The 2015 Paris Climate Agreement seeks to strengthen the global response to the threat of climate change. A major goal of the Agreement is to limit global warming to 1.5 degrees Celsius compared to pre-industrial levels, to be achieved on the basis of equity.
Yet the meaning of equity varies greatly. A recent study found systematic bias in “fair share” quantifications of global climate action, specifically in two aspects: effort-sharing – how to divide the global carbon budget equitably – which determines countries’ “fair shares”; and requesting countries to show how their “nationally determined contributions” (NDCs) are fair.

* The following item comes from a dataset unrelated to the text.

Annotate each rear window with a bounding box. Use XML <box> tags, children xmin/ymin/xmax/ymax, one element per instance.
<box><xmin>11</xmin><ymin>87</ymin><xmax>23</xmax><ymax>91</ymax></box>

A “statistical meat-grinder”
In the paper, “Ethical choices behind quantifications of fair contributions under the Paris Agreement”, leading climate social scientists, including the University of Cape Town’s Professor Harald Winkler, found that two-thirds of the studies reviewed presented as “neutral”, but they are limited by biased ethical perspectives on effort-sharing that favour wealthy nations. Additionally, many are not explicit about the fundamental ethical choices for their analysis.
Value-free methods of quantifying fair shares reduce equity to an oversimplified view yet it is primarily a political and ethical discussion.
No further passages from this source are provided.